My Take | Our brave new world is looking like the old one of great powers
Balance between Russia, China and America looks set to replace European Atlanticism and US hegemony, and it’s not a bad thing

Munich 2.0 or Yalta 2.0? There is currently a heated debate among Western pundits and politicians as to whether Donald Trump is trying to appease Vladimir Putin or divide the world into spheres of influence among the great powers.
The shock disclosure by the US president that he had a most productive phone call – which lasted 90 minutes! – with his Russian counterpart on how to end the war in Ukraine has caused panic in capitals across Europe.
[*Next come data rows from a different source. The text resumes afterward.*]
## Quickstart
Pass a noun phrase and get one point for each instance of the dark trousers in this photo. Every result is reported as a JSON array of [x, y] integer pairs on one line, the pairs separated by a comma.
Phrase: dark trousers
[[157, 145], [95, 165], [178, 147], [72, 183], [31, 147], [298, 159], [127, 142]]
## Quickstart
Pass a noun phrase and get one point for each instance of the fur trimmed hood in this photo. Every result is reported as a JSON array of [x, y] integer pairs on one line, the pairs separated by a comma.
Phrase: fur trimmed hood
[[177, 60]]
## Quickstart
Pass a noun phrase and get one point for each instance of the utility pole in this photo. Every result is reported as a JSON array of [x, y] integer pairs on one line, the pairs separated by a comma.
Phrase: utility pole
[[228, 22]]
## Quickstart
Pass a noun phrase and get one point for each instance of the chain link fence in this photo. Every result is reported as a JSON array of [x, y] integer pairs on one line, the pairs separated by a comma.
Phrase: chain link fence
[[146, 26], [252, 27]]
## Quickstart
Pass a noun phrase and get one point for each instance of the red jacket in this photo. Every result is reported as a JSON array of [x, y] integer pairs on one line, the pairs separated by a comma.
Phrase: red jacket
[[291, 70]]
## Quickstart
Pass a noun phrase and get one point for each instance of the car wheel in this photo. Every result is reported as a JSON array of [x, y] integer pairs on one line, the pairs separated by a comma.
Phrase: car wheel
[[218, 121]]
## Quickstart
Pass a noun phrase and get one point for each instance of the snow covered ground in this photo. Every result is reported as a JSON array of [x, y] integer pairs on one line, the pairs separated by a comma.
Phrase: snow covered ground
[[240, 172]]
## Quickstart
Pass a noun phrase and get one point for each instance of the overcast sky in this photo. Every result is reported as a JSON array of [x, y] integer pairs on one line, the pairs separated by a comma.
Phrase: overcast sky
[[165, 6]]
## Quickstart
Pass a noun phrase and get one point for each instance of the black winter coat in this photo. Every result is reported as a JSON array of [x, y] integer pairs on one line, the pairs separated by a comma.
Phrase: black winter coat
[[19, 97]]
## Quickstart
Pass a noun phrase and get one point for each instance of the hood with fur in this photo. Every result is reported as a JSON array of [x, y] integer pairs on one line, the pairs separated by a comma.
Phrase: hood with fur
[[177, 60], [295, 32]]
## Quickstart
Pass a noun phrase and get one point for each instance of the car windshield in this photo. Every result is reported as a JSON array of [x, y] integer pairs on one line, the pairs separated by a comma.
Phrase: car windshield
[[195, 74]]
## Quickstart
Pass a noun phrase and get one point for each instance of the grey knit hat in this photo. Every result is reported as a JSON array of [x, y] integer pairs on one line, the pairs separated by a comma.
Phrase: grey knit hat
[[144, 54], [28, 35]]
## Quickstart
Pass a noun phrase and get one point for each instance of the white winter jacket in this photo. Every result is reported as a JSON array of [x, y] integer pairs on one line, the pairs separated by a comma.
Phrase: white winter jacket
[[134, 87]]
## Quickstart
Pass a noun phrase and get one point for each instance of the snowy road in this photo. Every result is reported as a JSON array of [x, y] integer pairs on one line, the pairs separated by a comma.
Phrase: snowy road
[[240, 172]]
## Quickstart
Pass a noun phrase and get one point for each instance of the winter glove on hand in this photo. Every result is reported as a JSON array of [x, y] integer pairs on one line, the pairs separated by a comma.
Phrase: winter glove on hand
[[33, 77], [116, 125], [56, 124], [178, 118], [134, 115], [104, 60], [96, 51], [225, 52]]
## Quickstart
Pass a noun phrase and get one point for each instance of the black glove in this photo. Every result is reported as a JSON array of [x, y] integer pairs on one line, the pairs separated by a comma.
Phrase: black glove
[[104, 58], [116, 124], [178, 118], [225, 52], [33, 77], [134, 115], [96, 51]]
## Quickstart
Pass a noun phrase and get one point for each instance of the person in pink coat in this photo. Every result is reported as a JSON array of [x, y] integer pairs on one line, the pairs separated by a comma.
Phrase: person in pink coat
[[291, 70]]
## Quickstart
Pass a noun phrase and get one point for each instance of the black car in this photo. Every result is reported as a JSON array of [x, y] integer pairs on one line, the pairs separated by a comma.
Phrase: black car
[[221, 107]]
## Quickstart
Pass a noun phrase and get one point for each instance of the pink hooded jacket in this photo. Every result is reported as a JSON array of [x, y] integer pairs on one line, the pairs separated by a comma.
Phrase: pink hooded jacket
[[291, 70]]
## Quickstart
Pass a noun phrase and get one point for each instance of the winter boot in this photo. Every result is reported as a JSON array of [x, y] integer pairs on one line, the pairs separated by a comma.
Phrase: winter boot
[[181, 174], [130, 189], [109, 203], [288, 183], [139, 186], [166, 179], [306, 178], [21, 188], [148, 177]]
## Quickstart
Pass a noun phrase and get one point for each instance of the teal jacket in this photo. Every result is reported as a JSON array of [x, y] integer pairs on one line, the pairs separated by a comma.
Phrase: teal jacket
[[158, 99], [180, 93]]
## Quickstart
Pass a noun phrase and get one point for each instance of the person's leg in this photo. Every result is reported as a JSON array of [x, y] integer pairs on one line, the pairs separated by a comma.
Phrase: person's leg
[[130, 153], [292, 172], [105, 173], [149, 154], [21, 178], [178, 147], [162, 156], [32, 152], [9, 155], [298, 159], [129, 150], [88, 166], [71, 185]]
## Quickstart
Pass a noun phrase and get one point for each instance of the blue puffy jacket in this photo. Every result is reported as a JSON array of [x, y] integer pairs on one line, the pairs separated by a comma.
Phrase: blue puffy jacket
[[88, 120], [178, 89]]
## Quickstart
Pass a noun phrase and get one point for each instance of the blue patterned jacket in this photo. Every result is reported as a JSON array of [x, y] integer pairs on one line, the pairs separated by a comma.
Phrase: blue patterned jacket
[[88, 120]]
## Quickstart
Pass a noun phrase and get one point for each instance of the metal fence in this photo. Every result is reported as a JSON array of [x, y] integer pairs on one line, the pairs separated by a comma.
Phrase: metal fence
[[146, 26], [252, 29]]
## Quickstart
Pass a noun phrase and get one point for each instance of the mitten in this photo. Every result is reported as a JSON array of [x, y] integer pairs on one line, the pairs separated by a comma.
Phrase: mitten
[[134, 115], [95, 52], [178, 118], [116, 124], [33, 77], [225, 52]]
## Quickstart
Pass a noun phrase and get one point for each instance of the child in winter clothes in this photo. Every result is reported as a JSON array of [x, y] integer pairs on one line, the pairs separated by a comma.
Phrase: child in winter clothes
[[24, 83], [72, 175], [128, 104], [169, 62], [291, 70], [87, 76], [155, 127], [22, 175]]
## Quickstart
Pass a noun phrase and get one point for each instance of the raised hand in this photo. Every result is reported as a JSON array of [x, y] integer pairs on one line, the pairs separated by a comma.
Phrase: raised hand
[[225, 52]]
So much for “Nothing about Ukraine without Ukraine”, which has long been the mantra of European leaders and the Joe Biden presidency.
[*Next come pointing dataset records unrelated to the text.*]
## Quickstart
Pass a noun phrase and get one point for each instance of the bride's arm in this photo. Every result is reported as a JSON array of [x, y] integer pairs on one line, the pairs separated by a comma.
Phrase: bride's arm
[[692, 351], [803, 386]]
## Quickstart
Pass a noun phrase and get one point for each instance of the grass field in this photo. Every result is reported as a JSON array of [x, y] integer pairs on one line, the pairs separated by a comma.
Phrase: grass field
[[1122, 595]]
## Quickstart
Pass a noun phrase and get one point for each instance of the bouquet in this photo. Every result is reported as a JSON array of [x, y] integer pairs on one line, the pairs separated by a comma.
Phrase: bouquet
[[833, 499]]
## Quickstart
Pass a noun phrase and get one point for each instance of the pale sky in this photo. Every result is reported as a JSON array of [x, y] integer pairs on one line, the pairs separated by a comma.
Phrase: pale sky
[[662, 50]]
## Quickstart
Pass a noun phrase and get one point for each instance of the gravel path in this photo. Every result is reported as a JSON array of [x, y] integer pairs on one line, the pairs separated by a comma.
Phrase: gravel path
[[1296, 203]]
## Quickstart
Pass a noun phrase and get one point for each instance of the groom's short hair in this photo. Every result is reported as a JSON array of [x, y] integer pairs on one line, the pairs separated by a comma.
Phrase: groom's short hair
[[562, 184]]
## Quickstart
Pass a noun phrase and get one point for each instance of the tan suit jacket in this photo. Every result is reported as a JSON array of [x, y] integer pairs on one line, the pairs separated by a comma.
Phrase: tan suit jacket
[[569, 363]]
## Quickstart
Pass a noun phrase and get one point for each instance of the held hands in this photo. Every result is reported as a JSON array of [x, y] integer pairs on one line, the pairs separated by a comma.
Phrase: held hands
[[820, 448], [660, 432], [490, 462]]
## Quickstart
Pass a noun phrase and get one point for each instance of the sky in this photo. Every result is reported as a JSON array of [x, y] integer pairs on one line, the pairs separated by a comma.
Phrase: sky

Humiliated European leaders may be angry for not being consulted beforehand – what did they expect from Trump? But the euro and European stocks rallied on the news, which means investors are voting against the likes of hardline European Union President Ursula von der Leyen and her foreign policy chief Kaja Kallas. Thanks to leaders like them, ordinary Europeans are living through another winter of sky-high energy bills and other economic hardships, especially those in Kallas’ home country, Estonia, and the other Baltic states, which have this month finally severed all power grid connections with Russia.
Commenting on that phone call, one European news headline ran, “European Leader Compares Trump’s Russia Talk To Infamous 1938 Appeasement To Nazis: ‘Not Even Chamberlain Went That Low’.”
Another said: “Europe’s leaders warn against ‘appeasement’ with Russia, ceasefire talks without Ukraine”.
Of course, every time someone tries to talk peace, whether in Ukraine or in other past Western/American-fuelled conflicts, the hardliners and warmongers may always be relied on to shout loudly, “Munich!”. In that city, in 1938, the Western powers thought they could satisfy Hitler by accepting Germany’s annexation of a part of Czechoslovakia called the Sudetenland where most of the population were ethnic Germans. Likewise, Ukraine’s eastern oblasts, or administrative districts, now mostly occupied by Russian troops, have a permanent Russian population who do favour ethnic union.